A Palestinian carries aid supplies that entered Gaza, amid a ceasefire between Israel and Hamas in Gaza, in Zawaida in the central Gaza Strip. Photo: REUTERS/Mahmoud Issa

US forces are taking part in overseeing and coordinating aid transfers into the Gaza Strip together with Israel as part of US President Donald Trump’s ceasefire plan, an Israeli security official said on Saturday.

The Washington Post reported on Friday that the US-led Civil-Military Coordination Center (CMCC) will replace Israel in overseeing aid into Gaza. It cited a US official and people familiar with the matter as saying Israel was part of the process but that CMCC would decide what aid enters Gaza and how.

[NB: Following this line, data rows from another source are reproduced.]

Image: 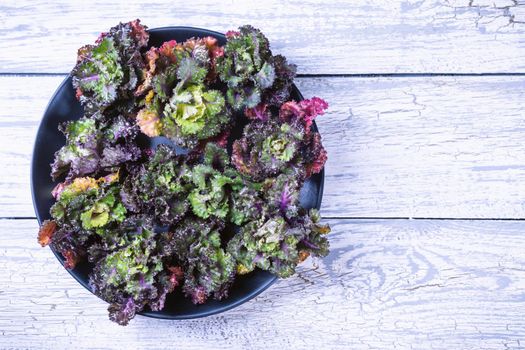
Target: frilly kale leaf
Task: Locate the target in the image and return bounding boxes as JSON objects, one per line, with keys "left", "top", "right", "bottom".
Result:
{"left": 279, "top": 97, "right": 329, "bottom": 134}
{"left": 232, "top": 119, "right": 303, "bottom": 181}
{"left": 155, "top": 216, "right": 234, "bottom": 304}
{"left": 73, "top": 20, "right": 148, "bottom": 114}
{"left": 73, "top": 38, "right": 123, "bottom": 113}
{"left": 183, "top": 229, "right": 235, "bottom": 304}
{"left": 45, "top": 174, "right": 123, "bottom": 268}
{"left": 262, "top": 173, "right": 300, "bottom": 220}
{"left": 228, "top": 209, "right": 330, "bottom": 278}
{"left": 159, "top": 216, "right": 222, "bottom": 262}
{"left": 229, "top": 171, "right": 299, "bottom": 226}
{"left": 89, "top": 223, "right": 174, "bottom": 326}
{"left": 262, "top": 54, "right": 296, "bottom": 107}
{"left": 135, "top": 37, "right": 228, "bottom": 148}
{"left": 51, "top": 115, "right": 142, "bottom": 180}
{"left": 162, "top": 83, "right": 230, "bottom": 148}
{"left": 279, "top": 97, "right": 329, "bottom": 177}
{"left": 136, "top": 36, "right": 222, "bottom": 99}
{"left": 217, "top": 25, "right": 296, "bottom": 111}
{"left": 187, "top": 164, "right": 234, "bottom": 219}
{"left": 86, "top": 215, "right": 153, "bottom": 263}
{"left": 120, "top": 144, "right": 189, "bottom": 225}
{"left": 51, "top": 117, "right": 99, "bottom": 180}
{"left": 187, "top": 144, "right": 245, "bottom": 220}
{"left": 181, "top": 36, "right": 224, "bottom": 83}
{"left": 135, "top": 40, "right": 179, "bottom": 101}
{"left": 136, "top": 107, "right": 162, "bottom": 137}
{"left": 302, "top": 131, "right": 328, "bottom": 178}
{"left": 232, "top": 97, "right": 329, "bottom": 180}
{"left": 79, "top": 189, "right": 127, "bottom": 230}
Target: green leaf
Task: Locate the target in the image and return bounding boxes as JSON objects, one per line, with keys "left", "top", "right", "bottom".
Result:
{"left": 254, "top": 61, "right": 275, "bottom": 89}
{"left": 81, "top": 202, "right": 110, "bottom": 229}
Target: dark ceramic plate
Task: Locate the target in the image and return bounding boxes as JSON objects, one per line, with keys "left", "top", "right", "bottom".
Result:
{"left": 31, "top": 27, "right": 324, "bottom": 319}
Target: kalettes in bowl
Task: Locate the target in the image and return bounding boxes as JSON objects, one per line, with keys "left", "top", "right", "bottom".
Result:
{"left": 33, "top": 20, "right": 330, "bottom": 325}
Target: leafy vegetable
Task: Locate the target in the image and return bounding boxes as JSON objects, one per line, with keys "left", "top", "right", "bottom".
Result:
{"left": 232, "top": 97, "right": 328, "bottom": 181}
{"left": 217, "top": 25, "right": 296, "bottom": 111}
{"left": 228, "top": 209, "right": 330, "bottom": 278}
{"left": 44, "top": 174, "right": 124, "bottom": 268}
{"left": 162, "top": 83, "right": 230, "bottom": 148}
{"left": 72, "top": 20, "right": 148, "bottom": 114}
{"left": 182, "top": 227, "right": 235, "bottom": 303}
{"left": 89, "top": 223, "right": 174, "bottom": 326}
{"left": 232, "top": 119, "right": 303, "bottom": 181}
{"left": 121, "top": 144, "right": 189, "bottom": 225}
{"left": 51, "top": 115, "right": 141, "bottom": 180}
{"left": 135, "top": 36, "right": 229, "bottom": 147}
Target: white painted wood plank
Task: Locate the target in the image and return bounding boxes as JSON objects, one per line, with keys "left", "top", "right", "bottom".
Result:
{"left": 0, "top": 0, "right": 524, "bottom": 74}
{"left": 314, "top": 75, "right": 525, "bottom": 218}
{"left": 2, "top": 75, "right": 525, "bottom": 218}
{"left": 1, "top": 218, "right": 524, "bottom": 349}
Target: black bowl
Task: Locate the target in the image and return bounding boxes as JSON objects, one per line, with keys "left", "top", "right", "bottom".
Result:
{"left": 31, "top": 27, "right": 324, "bottom": 319}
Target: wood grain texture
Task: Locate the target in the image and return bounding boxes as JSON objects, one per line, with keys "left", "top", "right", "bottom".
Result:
{"left": 1, "top": 218, "right": 524, "bottom": 349}
{"left": 2, "top": 75, "right": 525, "bottom": 218}
{"left": 0, "top": 0, "right": 525, "bottom": 74}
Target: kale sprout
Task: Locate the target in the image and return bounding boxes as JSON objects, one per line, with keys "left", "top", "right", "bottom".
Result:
{"left": 121, "top": 144, "right": 189, "bottom": 225}
{"left": 40, "top": 174, "right": 125, "bottom": 268}
{"left": 51, "top": 115, "right": 142, "bottom": 180}
{"left": 135, "top": 37, "right": 229, "bottom": 148}
{"left": 228, "top": 209, "right": 330, "bottom": 278}
{"left": 72, "top": 20, "right": 148, "bottom": 114}
{"left": 232, "top": 120, "right": 302, "bottom": 181}
{"left": 162, "top": 83, "right": 230, "bottom": 148}
{"left": 89, "top": 223, "right": 174, "bottom": 326}
{"left": 232, "top": 97, "right": 328, "bottom": 181}
{"left": 229, "top": 172, "right": 301, "bottom": 229}
{"left": 217, "top": 25, "right": 296, "bottom": 111}
{"left": 182, "top": 227, "right": 236, "bottom": 303}
{"left": 187, "top": 163, "right": 242, "bottom": 219}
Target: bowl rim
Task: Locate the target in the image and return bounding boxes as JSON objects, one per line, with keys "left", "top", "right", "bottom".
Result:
{"left": 31, "top": 26, "right": 324, "bottom": 320}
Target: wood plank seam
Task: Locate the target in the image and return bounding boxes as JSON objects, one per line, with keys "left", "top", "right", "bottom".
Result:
{"left": 4, "top": 75, "right": 525, "bottom": 218}
{"left": 4, "top": 73, "right": 525, "bottom": 77}
{"left": 2, "top": 219, "right": 525, "bottom": 348}
{"left": 1, "top": 1, "right": 524, "bottom": 74}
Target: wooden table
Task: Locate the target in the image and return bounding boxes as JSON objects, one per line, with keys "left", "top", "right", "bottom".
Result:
{"left": 1, "top": 1, "right": 525, "bottom": 349}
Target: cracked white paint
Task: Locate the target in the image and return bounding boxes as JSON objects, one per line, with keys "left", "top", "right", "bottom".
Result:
{"left": 1, "top": 220, "right": 525, "bottom": 348}
{"left": 2, "top": 1, "right": 525, "bottom": 349}
{"left": 0, "top": 1, "right": 524, "bottom": 73}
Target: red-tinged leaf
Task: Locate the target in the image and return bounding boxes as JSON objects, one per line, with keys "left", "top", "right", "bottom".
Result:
{"left": 225, "top": 30, "right": 240, "bottom": 38}
{"left": 304, "top": 132, "right": 328, "bottom": 177}
{"left": 280, "top": 97, "right": 328, "bottom": 133}
{"left": 157, "top": 40, "right": 178, "bottom": 64}
{"left": 168, "top": 266, "right": 184, "bottom": 287}
{"left": 190, "top": 286, "right": 208, "bottom": 304}
{"left": 51, "top": 182, "right": 67, "bottom": 199}
{"left": 245, "top": 104, "right": 270, "bottom": 121}
{"left": 75, "top": 87, "right": 83, "bottom": 99}
{"left": 63, "top": 250, "right": 80, "bottom": 269}
{"left": 130, "top": 19, "right": 149, "bottom": 48}
{"left": 37, "top": 220, "right": 57, "bottom": 247}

The Israeli security official said that Israeli security services remain part of policy, supervision and monitoring with decisions made jointly, and that the integration of the CMCC was already underway.

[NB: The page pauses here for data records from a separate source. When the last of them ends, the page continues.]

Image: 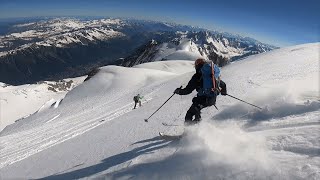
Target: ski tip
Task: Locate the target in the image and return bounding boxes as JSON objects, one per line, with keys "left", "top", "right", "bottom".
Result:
{"left": 159, "top": 132, "right": 184, "bottom": 140}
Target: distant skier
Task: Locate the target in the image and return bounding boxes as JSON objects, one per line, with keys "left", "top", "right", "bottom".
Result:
{"left": 133, "top": 94, "right": 143, "bottom": 109}
{"left": 174, "top": 58, "right": 227, "bottom": 125}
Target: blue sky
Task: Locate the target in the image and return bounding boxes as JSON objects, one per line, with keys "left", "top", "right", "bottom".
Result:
{"left": 0, "top": 0, "right": 319, "bottom": 47}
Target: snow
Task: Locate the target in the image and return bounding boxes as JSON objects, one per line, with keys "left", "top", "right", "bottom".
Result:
{"left": 0, "top": 82, "right": 7, "bottom": 87}
{"left": 10, "top": 30, "right": 44, "bottom": 38}
{"left": 98, "top": 18, "right": 123, "bottom": 25}
{"left": 134, "top": 60, "right": 194, "bottom": 74}
{"left": 49, "top": 28, "right": 124, "bottom": 47}
{"left": 0, "top": 43, "right": 319, "bottom": 179}
{"left": 14, "top": 22, "right": 36, "bottom": 27}
{"left": 143, "top": 36, "right": 244, "bottom": 63}
{"left": 0, "top": 76, "right": 86, "bottom": 132}
{"left": 36, "top": 41, "right": 52, "bottom": 46}
{"left": 0, "top": 18, "right": 127, "bottom": 54}
{"left": 0, "top": 51, "right": 8, "bottom": 57}
{"left": 48, "top": 19, "right": 85, "bottom": 29}
{"left": 207, "top": 36, "right": 243, "bottom": 58}
{"left": 164, "top": 50, "right": 203, "bottom": 61}
{"left": 151, "top": 39, "right": 204, "bottom": 61}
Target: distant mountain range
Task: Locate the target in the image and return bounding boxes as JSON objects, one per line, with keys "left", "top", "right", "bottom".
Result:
{"left": 117, "top": 31, "right": 275, "bottom": 67}
{"left": 0, "top": 17, "right": 277, "bottom": 85}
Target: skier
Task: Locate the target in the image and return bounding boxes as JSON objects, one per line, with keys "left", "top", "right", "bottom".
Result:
{"left": 133, "top": 94, "right": 143, "bottom": 109}
{"left": 174, "top": 58, "right": 227, "bottom": 125}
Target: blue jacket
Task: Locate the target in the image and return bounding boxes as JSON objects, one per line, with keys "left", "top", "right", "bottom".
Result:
{"left": 177, "top": 64, "right": 226, "bottom": 96}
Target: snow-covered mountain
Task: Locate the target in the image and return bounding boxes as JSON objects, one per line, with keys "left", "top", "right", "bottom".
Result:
{"left": 0, "top": 43, "right": 319, "bottom": 179}
{"left": 119, "top": 31, "right": 274, "bottom": 67}
{"left": 0, "top": 18, "right": 127, "bottom": 52}
{"left": 0, "top": 17, "right": 276, "bottom": 85}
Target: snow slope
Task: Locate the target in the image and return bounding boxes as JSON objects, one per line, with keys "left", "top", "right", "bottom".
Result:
{"left": 0, "top": 43, "right": 319, "bottom": 179}
{"left": 0, "top": 77, "right": 86, "bottom": 131}
{"left": 155, "top": 39, "right": 203, "bottom": 61}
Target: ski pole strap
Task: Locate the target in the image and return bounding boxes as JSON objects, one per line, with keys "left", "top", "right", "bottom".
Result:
{"left": 227, "top": 94, "right": 263, "bottom": 110}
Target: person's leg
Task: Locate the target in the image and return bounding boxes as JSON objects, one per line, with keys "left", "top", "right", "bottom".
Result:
{"left": 194, "top": 107, "right": 201, "bottom": 121}
{"left": 184, "top": 96, "right": 205, "bottom": 125}
{"left": 184, "top": 105, "right": 202, "bottom": 125}
{"left": 192, "top": 96, "right": 207, "bottom": 121}
{"left": 134, "top": 102, "right": 137, "bottom": 109}
{"left": 185, "top": 105, "right": 195, "bottom": 122}
{"left": 184, "top": 95, "right": 217, "bottom": 125}
{"left": 139, "top": 101, "right": 141, "bottom": 107}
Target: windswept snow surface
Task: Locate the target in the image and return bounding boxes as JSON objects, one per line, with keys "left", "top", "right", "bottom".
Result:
{"left": 0, "top": 77, "right": 86, "bottom": 131}
{"left": 150, "top": 39, "right": 204, "bottom": 61}
{"left": 0, "top": 43, "right": 319, "bottom": 179}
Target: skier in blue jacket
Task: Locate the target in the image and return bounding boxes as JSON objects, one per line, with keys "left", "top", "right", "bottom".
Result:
{"left": 174, "top": 58, "right": 227, "bottom": 125}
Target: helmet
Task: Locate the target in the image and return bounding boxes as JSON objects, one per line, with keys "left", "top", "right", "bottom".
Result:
{"left": 194, "top": 58, "right": 206, "bottom": 69}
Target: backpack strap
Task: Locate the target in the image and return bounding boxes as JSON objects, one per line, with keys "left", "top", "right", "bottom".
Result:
{"left": 211, "top": 62, "right": 217, "bottom": 91}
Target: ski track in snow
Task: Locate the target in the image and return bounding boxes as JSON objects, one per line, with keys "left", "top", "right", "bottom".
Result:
{"left": 0, "top": 89, "right": 156, "bottom": 168}
{"left": 46, "top": 114, "right": 61, "bottom": 123}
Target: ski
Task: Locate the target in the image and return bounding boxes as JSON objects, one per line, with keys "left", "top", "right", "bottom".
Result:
{"left": 162, "top": 122, "right": 180, "bottom": 127}
{"left": 159, "top": 132, "right": 184, "bottom": 140}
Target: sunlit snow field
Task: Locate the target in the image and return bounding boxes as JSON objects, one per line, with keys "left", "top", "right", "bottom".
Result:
{"left": 0, "top": 43, "right": 319, "bottom": 179}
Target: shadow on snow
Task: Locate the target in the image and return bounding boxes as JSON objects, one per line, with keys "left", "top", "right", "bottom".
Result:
{"left": 213, "top": 99, "right": 320, "bottom": 127}
{"left": 40, "top": 137, "right": 176, "bottom": 180}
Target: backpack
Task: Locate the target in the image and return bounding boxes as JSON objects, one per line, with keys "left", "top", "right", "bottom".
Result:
{"left": 198, "top": 62, "right": 220, "bottom": 97}
{"left": 134, "top": 95, "right": 142, "bottom": 102}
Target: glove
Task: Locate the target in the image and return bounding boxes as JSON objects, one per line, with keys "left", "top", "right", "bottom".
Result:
{"left": 174, "top": 87, "right": 181, "bottom": 94}
{"left": 220, "top": 90, "right": 227, "bottom": 96}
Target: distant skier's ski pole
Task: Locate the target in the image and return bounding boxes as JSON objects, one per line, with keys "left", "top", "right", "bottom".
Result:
{"left": 145, "top": 86, "right": 181, "bottom": 122}
{"left": 227, "top": 94, "right": 263, "bottom": 110}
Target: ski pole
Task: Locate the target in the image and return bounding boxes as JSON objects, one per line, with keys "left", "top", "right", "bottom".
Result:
{"left": 144, "top": 86, "right": 181, "bottom": 122}
{"left": 227, "top": 94, "right": 263, "bottom": 110}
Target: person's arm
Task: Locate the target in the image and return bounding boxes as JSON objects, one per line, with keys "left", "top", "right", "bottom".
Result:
{"left": 175, "top": 74, "right": 198, "bottom": 95}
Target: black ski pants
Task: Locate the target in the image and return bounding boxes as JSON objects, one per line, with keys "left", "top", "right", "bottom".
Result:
{"left": 185, "top": 95, "right": 216, "bottom": 124}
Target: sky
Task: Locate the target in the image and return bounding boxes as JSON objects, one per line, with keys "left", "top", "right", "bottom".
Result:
{"left": 0, "top": 0, "right": 319, "bottom": 47}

A spokesperson for the US embassy in Jerusalem told Reuters that the US was “working hard, in tandem with Israel and regional partners, on the next phases of implementing” the president’s “historic peace plan.” That includes coordinating the immediate distribution of humanitarian assistance and working through details.

The US is pleased by the “growing contributions of other donors and participating countries” in the CMCC to support humanitarian aid to Gaza, the spokesperson said.

TOO LITTLE AID GETTING IN

Israel and Palestinian militant group Hamas agreed a month ago to a first phase of a peace plan presented by Trump. It paused a devastating two-year war in Gaza triggered by a cross-border attack by Hamas terrorists on October 7, 2023, and secured a deal to release Israeli hostages and Palestinian prisoners.

The CMCC began operating from southern Israel in late October, tasked with helping aid flow and stabilizing security in Gaza, according to the U.S. Central Command.

While the truce was meant to unleash a torrent of aid across the tiny, crowded enclave where famine was confirmed in August and where almost all the 2.3 million inhabitants have lost their homes, humanitarian agencies said last week that far too little aid is reaching Gaza.

Israel says it is fulfilling its obligations under the ceasefire agreement, which calls for an average of 600 trucks of supplies into Gaza per day. Reuters reported on October 23 that Washington is considering new proposals for humanitarian aid delivery.

The Israeli official said that the United States will lead coordination with the international community, with restrictions still in place on the list of non-governmental organizations supplying aid and the entry of so-called dual-use items, which Israel considers to have both civilian and military use.